To harvest nettles, wear thick rubber gloves, take along scissors to snip the tender tops from the nettle plants. If you get nettle-stung anyway, chew up some dock leaves and apply the chlorophyll-rich paste to the site. Dock and nettle plants usually are found near each other. Lacking dock leaves, as soon as you come home, make and apply to the stings a paste of water dampened bicarbonate of soda. (That works for bee stings, too) When that paste dries, put some more on.
Makes 4 to 5 cups
4 cups nettle tops
2 (10 oz.) cans condensed chicken broth or vegetable broth
2 1/2 cups water
1 small potato (if allergic to nightshade vegetables, choose a sweet potato)
Using tongs, wash the nettle tops. Put them in a 6-cup saucepan with the liquids. Bring to a boil. Cook covered for 15 minutes. The sting cooks out. Meanwhile, nuke the sweet potato. When it’s cool enough to handle, peel and dice it.

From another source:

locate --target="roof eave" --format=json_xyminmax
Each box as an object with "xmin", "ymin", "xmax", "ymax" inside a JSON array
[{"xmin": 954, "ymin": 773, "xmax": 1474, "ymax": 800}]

Puree the nettles in a blender or in a food processor with a little of the broth and return that to the saucepan. Puree the sweet potato with some broth and stir that into the broth, too. Sample the soup and add salt and pepper to taste.
Lambs quarters may be cooked as greens or eaten raw in salad. Dandelion leaves with the bitter center rib removed can augment your lambs quarters, or be the base of another salad. Dandelion petals make a nice garnish. Olive oil and vinegar with a dash of salt and pepper make a simple vinaigrette.